Question

Using the traditional formula, a 95% CI for p1 − p2 is to be constructed based on equal sample sizes from the two populations. For what value n (= m) will the resulting interval have width at most 0.4 irrespective of the results of the sampling? (Round your answer up to the nearest whole number.)

Answer 1

The minimum sample size required is 49.

Explanation:

The (1 - α)% confidence interval for the difference between two proportions is:

`CI=(\hat p_(1)-\hat p_(2))\pm z_(\alpha/2)\ \sqrt{(\hat p_(1)(1-\hat p_(1))+\hat p_(2)(1-\hat p_(2)))/(n)}`

*The sample size is considered equal in this case.

The width of the interval is at most 0.40.

Then the margin of error of the interval will be:

MOE = Width ÷ 2 = 0.20

The formula of the margin of error is:

`MOE= z_(\alpha/2)\ \sqrt{(\hat p_(1)(1-\hat p_(1))+\hat p_(2)(1-\hat p_(2)))/(n)}`

Assume that the two sample proportion values are 0.50.

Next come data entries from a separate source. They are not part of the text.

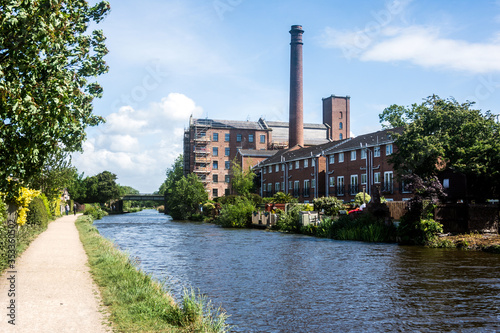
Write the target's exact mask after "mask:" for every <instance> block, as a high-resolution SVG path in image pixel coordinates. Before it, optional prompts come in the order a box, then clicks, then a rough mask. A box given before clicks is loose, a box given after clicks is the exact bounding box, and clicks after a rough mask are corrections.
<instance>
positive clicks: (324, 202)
mask: <svg viewBox="0 0 500 333" xmlns="http://www.w3.org/2000/svg"><path fill="white" fill-rule="evenodd" d="M313 204H314V210H317V211H321V210H323V211H324V213H325V215H327V216H337V215H338V214H339V210H341V209H343V204H342V200H339V199H337V198H335V197H321V198H316V199H314V200H313Z"/></svg>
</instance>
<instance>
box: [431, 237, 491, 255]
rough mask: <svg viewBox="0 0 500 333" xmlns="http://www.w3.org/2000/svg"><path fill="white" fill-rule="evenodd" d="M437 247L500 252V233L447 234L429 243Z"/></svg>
mask: <svg viewBox="0 0 500 333" xmlns="http://www.w3.org/2000/svg"><path fill="white" fill-rule="evenodd" d="M429 246H430V247H435V248H459V249H466V250H474V251H485V252H491V253H499V254H500V235H486V234H474V233H473V234H465V235H455V236H445V237H439V238H437V239H435V240H434V241H433V242H431V243H430V244H429Z"/></svg>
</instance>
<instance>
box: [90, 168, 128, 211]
mask: <svg viewBox="0 0 500 333" xmlns="http://www.w3.org/2000/svg"><path fill="white" fill-rule="evenodd" d="M116 178H117V177H116V175H115V174H114V173H111V172H109V171H103V172H101V173H100V174H97V175H95V176H92V177H87V178H85V180H84V184H85V188H86V198H85V201H84V202H99V203H101V204H104V203H106V202H108V201H109V200H112V199H118V198H119V197H120V195H121V190H120V186H119V185H118V184H117V183H116Z"/></svg>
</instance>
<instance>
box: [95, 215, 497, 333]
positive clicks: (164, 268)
mask: <svg viewBox="0 0 500 333" xmlns="http://www.w3.org/2000/svg"><path fill="white" fill-rule="evenodd" d="M95 224H96V226H97V227H98V229H99V230H100V232H101V233H102V234H103V235H104V236H106V237H108V238H110V239H114V240H115V241H116V243H117V244H119V245H120V246H121V247H122V248H123V249H126V250H128V251H129V252H130V253H131V255H133V256H137V257H139V258H140V261H141V265H142V267H143V269H144V270H146V271H149V272H152V273H154V274H155V276H157V277H158V278H160V279H167V280H168V283H169V285H170V288H171V291H172V293H173V294H174V295H176V296H179V295H180V294H181V292H182V285H186V286H193V287H195V288H199V290H200V291H201V292H202V293H203V294H205V295H207V296H208V297H209V299H211V300H212V302H214V303H215V304H217V305H222V306H223V307H224V308H225V309H226V310H227V311H228V313H229V314H230V315H231V317H230V319H229V322H230V324H232V325H237V327H236V328H235V331H239V332H337V331H341V332H361V331H363V332H366V331H376V332H386V331H387V332H389V331H418V332H444V331H456V332H477V331H486V332H494V331H498V330H500V309H499V304H500V277H499V276H498V273H499V270H498V267H499V264H500V256H498V255H492V254H487V253H481V252H466V251H457V250H434V249H425V248H418V247H402V246H397V245H394V244H367V243H361V242H342V241H332V240H325V239H317V238H313V237H307V236H301V235H287V234H281V233H275V232H264V231H260V230H227V229H221V228H218V227H216V226H213V225H207V224H201V223H184V222H174V221H171V220H169V219H168V218H167V217H166V216H164V215H161V214H158V213H156V212H154V211H144V212H140V213H136V214H127V215H120V216H108V217H105V218H104V219H103V220H101V221H96V223H95Z"/></svg>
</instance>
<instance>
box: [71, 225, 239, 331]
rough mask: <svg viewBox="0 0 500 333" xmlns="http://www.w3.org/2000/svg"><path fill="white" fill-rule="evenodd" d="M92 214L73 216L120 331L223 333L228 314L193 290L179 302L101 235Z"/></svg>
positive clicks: (226, 326) (86, 249)
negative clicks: (168, 293)
mask: <svg viewBox="0 0 500 333" xmlns="http://www.w3.org/2000/svg"><path fill="white" fill-rule="evenodd" d="M92 223H93V221H92V218H91V217H90V216H81V217H79V218H78V219H77V221H76V226H77V229H78V231H79V233H80V239H81V241H82V243H83V246H84V248H85V251H86V252H87V256H88V259H89V266H90V269H91V273H92V275H93V277H94V281H95V282H96V283H97V285H98V286H99V288H100V289H101V295H102V299H103V302H104V304H105V305H106V306H107V307H108V312H109V313H110V320H111V322H112V323H113V326H114V329H115V330H117V331H119V332H227V331H228V330H229V327H228V326H227V325H226V323H225V320H226V318H227V317H226V314H225V313H224V312H223V311H222V310H221V309H220V308H219V309H214V308H213V307H212V306H211V304H210V302H209V301H207V299H206V298H204V297H202V296H198V295H196V294H195V293H194V291H192V290H191V291H185V293H184V297H183V300H182V302H181V304H177V303H176V302H175V301H174V299H173V298H172V297H171V296H170V295H169V294H168V293H167V292H166V291H165V288H164V285H163V284H162V283H160V282H158V281H156V280H154V279H153V278H152V277H151V275H149V274H146V273H145V272H143V271H141V270H139V269H138V268H137V265H136V264H135V263H134V262H132V261H131V260H130V258H129V256H128V255H126V254H125V253H123V252H121V251H120V250H118V249H117V248H116V247H115V245H114V244H113V243H112V242H110V241H109V240H107V239H105V238H104V237H101V235H99V232H98V230H97V229H96V228H95V227H94V226H93V225H92Z"/></svg>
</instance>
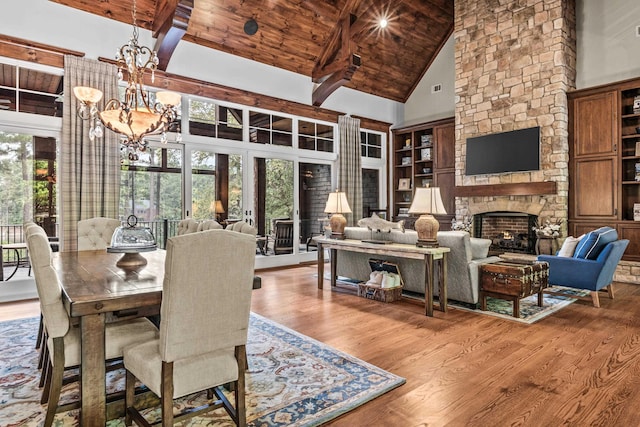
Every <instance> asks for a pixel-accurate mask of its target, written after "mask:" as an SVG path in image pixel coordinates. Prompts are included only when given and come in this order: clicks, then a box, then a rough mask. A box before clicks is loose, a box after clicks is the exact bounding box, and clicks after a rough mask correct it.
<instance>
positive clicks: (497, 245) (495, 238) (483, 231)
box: [473, 212, 538, 255]
mask: <svg viewBox="0 0 640 427" xmlns="http://www.w3.org/2000/svg"><path fill="white" fill-rule="evenodd" d="M537 219H538V217H537V216H536V215H529V214H527V213H521V212H486V213H483V214H477V215H474V216H473V230H474V233H473V234H474V237H481V238H483V239H490V240H491V246H490V247H489V255H499V254H503V253H505V252H517V253H525V254H534V253H535V244H536V235H535V232H534V231H533V226H534V225H535V224H536V220H537Z"/></svg>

The critical value of z for 95% confidence level is:

`z_(\alpha/2)=z_(0.05/2)=z_(0.025)=1.96`

Compute the sample size required as follows:

`MOE= z_(\alpha/2)\ \sqrt{(\hat p_(1)(1-\hat p_(1))+\hat p_(2)(1-\hat p_(2)))/(n)}`

`n=[\frac{z_(\alpha/2)* \sqrt{\hat p_(1)(1-\hat p_(1))+\hat p_(2)(1-\hat p_(2))}}{MOE}]^(2)`

`=[(1.96* √(0.50(1-0.50)+0.50(1-0.50)))/(0.20)]^(2)\\\\=48.02\\\\\approx 49`

Thus, the minimum sample size required is 49.